Having people be able to trust computers has become an increasingly important goal. This trust generally focuses on the ability to trust the computer to use the information it stores or receives correctly. Exactly what this trust entails can vary based on the circumstances. For example, multimedia content providers would like to be able to trust computers to not improperly copy their content. By way of another example, users would like to be able to trust their computers to forward confidential financial information (e.g., bank account numbers) only to appropriate destinations (e.g., allow the information to be passed to their bank, but nowhere else). Unfortunately, given the generally open nature of most computers, a wide range of applications can be run on most current computers without the user's knowledge, and these applications can compromise this trust (e.g., forward the user's financial information to some other destination for malicious use).
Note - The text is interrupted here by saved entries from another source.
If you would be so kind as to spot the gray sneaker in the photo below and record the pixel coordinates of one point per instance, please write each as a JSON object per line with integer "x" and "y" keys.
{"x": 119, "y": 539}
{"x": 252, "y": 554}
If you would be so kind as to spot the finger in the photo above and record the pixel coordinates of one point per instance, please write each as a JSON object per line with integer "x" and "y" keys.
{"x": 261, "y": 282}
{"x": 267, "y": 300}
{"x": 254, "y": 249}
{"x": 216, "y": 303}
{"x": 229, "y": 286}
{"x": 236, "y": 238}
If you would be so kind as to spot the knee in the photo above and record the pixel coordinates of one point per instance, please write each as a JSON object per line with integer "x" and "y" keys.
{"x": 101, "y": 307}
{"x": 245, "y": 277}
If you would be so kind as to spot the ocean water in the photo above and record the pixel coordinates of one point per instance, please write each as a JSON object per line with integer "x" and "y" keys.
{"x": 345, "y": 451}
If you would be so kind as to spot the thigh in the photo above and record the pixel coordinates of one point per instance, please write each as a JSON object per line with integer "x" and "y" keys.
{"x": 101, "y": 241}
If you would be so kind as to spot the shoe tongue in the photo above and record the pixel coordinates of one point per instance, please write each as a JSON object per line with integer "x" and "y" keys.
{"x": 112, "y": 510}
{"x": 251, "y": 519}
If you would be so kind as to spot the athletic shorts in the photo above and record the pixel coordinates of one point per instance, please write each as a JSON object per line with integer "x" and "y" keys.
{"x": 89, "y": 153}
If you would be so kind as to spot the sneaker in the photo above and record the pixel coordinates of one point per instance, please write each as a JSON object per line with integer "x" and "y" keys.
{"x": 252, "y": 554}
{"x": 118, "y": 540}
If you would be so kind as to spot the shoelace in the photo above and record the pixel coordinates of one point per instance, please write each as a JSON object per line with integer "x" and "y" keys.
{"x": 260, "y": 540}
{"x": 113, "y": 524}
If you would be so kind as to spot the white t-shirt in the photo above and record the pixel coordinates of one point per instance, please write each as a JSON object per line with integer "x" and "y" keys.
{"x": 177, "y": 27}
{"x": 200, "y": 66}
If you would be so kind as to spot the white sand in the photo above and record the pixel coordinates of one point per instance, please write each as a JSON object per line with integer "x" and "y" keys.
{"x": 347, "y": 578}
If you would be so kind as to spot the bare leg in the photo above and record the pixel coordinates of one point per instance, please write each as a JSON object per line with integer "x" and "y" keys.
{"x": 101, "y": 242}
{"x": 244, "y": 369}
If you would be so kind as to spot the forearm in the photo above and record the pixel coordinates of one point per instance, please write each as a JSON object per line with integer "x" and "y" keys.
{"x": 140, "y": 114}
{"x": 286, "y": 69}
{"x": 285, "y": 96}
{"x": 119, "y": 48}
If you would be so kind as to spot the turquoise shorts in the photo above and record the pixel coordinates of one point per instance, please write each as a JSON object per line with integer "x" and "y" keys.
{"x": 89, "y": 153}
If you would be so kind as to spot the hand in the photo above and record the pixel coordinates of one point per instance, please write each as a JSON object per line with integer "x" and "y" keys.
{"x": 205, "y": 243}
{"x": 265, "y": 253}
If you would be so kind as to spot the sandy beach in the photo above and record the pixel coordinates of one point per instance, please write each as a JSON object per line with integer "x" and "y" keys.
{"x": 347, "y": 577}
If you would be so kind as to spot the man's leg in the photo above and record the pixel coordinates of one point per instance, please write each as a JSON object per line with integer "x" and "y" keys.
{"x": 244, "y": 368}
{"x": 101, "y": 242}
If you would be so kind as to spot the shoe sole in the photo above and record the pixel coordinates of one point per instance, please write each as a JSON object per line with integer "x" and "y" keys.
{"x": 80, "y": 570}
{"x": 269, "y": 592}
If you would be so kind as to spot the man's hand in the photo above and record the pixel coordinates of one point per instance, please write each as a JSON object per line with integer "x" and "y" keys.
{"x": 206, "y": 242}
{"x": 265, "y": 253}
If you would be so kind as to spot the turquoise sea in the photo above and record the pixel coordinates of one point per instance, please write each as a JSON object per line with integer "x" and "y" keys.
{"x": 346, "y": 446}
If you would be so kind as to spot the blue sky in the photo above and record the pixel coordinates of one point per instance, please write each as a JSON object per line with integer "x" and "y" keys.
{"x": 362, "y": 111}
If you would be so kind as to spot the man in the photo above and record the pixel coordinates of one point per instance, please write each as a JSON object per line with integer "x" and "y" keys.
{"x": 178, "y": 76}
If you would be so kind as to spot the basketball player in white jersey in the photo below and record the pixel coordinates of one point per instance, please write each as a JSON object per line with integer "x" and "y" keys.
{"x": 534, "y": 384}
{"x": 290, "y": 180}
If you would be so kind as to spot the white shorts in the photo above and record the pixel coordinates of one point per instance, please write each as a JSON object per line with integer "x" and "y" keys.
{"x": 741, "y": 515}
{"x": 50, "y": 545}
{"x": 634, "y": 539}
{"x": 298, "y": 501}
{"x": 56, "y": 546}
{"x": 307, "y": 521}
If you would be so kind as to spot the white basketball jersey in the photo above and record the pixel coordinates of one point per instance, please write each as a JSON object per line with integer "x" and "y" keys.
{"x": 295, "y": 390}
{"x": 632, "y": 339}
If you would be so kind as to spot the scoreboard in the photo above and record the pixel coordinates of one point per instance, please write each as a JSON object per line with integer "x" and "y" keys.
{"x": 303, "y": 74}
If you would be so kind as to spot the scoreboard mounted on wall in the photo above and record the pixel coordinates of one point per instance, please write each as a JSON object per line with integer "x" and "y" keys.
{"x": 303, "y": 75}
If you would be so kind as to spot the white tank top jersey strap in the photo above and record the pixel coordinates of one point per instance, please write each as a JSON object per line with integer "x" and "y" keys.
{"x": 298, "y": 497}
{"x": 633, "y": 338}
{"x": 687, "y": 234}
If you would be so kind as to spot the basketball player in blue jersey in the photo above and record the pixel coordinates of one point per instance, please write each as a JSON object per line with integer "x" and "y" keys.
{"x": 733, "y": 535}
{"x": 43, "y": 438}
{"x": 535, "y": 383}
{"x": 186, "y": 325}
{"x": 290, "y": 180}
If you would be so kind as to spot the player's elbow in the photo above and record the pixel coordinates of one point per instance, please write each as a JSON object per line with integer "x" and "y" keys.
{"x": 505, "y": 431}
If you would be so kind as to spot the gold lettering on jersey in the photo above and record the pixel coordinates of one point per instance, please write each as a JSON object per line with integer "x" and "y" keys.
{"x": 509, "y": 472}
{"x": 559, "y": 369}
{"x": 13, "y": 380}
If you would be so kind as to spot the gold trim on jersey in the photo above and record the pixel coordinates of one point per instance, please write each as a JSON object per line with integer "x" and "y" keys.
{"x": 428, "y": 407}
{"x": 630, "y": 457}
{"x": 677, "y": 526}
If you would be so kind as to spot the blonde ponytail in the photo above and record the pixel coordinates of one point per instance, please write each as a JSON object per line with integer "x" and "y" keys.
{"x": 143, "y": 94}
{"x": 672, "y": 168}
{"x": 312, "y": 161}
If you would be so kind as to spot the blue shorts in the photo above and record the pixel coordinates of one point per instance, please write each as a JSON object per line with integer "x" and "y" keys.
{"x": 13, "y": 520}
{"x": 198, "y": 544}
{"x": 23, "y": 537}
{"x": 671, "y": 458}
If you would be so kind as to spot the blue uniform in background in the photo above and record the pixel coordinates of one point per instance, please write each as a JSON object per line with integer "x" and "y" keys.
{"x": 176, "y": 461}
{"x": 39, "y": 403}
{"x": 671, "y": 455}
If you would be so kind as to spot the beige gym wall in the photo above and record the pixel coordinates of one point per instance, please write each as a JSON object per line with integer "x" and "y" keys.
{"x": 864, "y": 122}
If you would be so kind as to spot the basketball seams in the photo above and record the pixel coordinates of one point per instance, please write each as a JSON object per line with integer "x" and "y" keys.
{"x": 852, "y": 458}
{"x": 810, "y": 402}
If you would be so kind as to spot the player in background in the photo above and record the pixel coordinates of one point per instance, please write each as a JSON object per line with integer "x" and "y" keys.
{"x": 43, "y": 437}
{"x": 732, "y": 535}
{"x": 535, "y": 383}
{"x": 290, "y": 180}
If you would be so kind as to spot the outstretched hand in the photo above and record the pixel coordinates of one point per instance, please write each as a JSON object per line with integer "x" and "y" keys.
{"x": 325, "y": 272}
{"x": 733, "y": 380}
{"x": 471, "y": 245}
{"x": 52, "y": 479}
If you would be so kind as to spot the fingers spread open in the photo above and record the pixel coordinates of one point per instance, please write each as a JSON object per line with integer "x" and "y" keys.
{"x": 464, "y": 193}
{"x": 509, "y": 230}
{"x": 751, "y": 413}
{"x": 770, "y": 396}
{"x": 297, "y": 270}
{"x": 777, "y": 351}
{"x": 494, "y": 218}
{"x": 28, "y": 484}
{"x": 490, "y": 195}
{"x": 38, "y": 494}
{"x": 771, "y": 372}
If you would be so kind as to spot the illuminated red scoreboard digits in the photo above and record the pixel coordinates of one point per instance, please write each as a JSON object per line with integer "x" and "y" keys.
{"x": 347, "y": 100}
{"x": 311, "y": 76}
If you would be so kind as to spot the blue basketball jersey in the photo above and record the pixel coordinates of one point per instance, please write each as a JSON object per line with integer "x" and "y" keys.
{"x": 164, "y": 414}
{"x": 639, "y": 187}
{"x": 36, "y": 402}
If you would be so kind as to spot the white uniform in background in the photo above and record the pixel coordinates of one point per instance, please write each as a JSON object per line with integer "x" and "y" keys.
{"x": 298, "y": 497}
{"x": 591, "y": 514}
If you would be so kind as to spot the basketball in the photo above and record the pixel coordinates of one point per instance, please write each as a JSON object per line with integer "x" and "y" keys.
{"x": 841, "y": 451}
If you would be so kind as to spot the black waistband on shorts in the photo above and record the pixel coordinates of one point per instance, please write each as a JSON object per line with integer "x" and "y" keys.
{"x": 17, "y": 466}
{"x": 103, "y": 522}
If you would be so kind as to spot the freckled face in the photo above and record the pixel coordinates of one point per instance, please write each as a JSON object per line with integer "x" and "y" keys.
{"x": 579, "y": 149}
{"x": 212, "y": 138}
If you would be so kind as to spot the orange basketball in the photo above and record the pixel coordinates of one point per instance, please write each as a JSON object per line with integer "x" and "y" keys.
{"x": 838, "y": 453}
To address these trust issues, different mechanisms have been proposed (and new mechanisms are being developed) that allow a computer or portions thereof to be trusted. Generally, these mechanisms entail some sort of authentication procedure where the computer can authenticate or certify that at least a portion of it (e.g., certain areas of memory, certain applications, etc.) are at least as trustworthy as they present themselves to be (e.g., that the computer or application actually is what it claims to be). In other words, these mechanisms prevent a malicious application from impersonating another application (or allowing a computer to impersonate another computer). Once such a mechanism can be established, the user or others (e.g., content providers) can make a judgment as to whether or not to accept a particular platform and application as trustworthy (e.g., a multimedia content provider may accept a particular application as being trustworthy, once the computer can certify to the content provider's satisfaction that the particular application is the application it claims to be).
Oftentimes, components and modules of an application are allowed to be changed (e.g., in response to user preferences) and/or upgraded fairly frequently. For example, applications frequently include various dynamic link libraries (DLL's), plug-ins, etc. and allow for different software configurations, each of which can alter the binaries which execute as the application. Currently, it is difficult (if possible at all) in many systems to allow for such changes and differing configurations of applications, while at the same time maintaining the trustworthiness of the computer. Thus, it would be beneficial to have a security model that allows for these differences and changes, while at the same time maintaining the trustworthiness of the computer. The manifest-based trusted agent management in a trusted operating system environment described herein provides such a security model.